Souvenir d’un certain Livingstone qui fût rejoint par l’explorateur Henry Stanley parti à sa recherche et dont l’apostrophe supposée “Dr. Livingstone, I Presume” est devenu célèbre au-delà des manuels relatant les exploits des aventuriers européens en Afrique.

En 1855, l’explorateur écossais David Livingstone descendait le Zambèze depuis les Chutes Victoria jusqu’à Tete. En 1856, il décidait de remonter le grand fleuve jusqu’à son embouchure. Arrêté par les chutes de Quebrabasa, il obliqua le long fu fleuve shire et en 1859, parvint sur les rives du lac Malawi qu’il baptisa Nyassa

Remontons à la fin du XIXe siècle.

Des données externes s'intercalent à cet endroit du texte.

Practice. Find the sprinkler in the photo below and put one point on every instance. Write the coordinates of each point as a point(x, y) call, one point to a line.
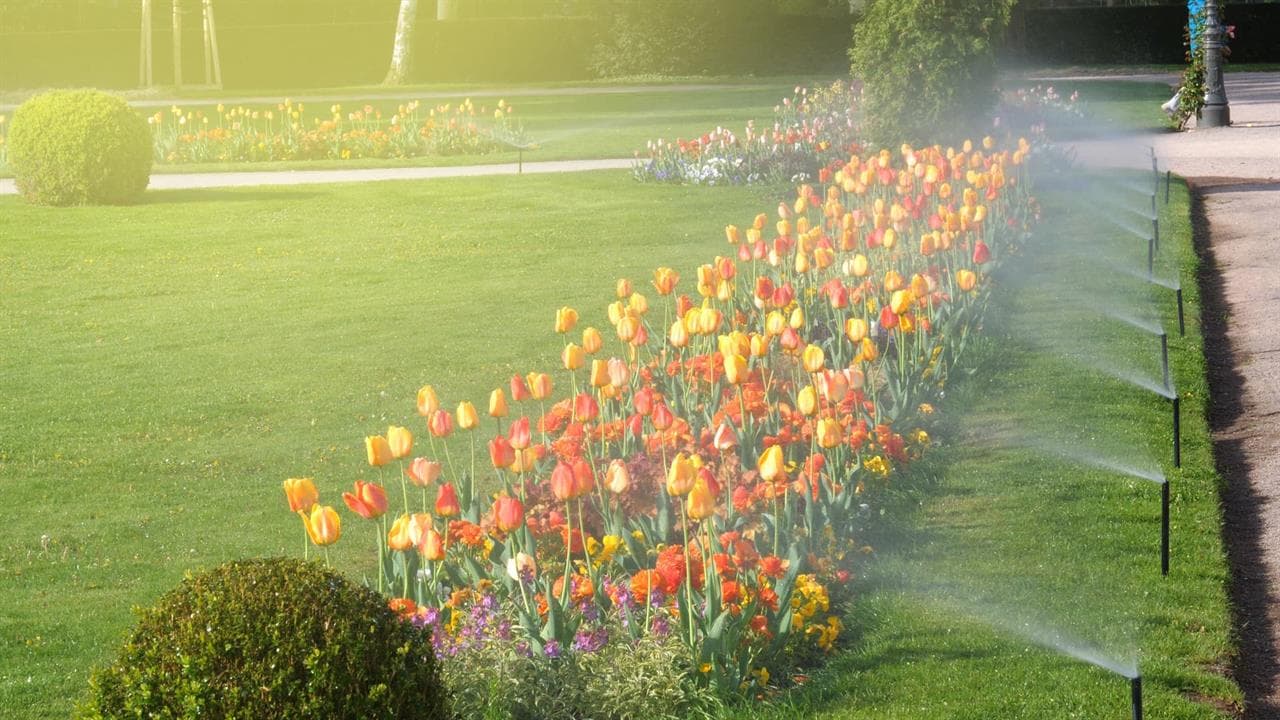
point(1136, 696)
point(1182, 323)
point(1178, 433)
point(1164, 528)
point(1164, 359)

En l’honneur de l’explorateur David Livingstone (1813-1873) et dans l’objectif de poursuivre son œuvre d’évangélisation et de lutte contre l’esclavage, un groupe de missionnaires écossais parvient sur les rives du lac Nyassa. Ils s’établissent dans un premier temps à Cape Mc Clear. Mais la malaria fait des ravages et les populations locales semblent peu réceptives à leur message. Des différends avec les marchands d’esclaves arabes et portugais qui investissent régulièrement la région, compliquent encore la situation. Les chefs locaux ont en effet pour habitude de leur vendre des hommes pour acheter des armes et du coton. Après cinq années, la mission est considérée comme un échec. Les survivants s’installent plus au nord. Mais ils font rapidement face aux mêmes problèmes. Pour échapper à la malaria, le docteur Robert Law, décide en 1894, de prendre de la hauteur. Il repère un site idéal, perché sur un plateau au climat tempéré.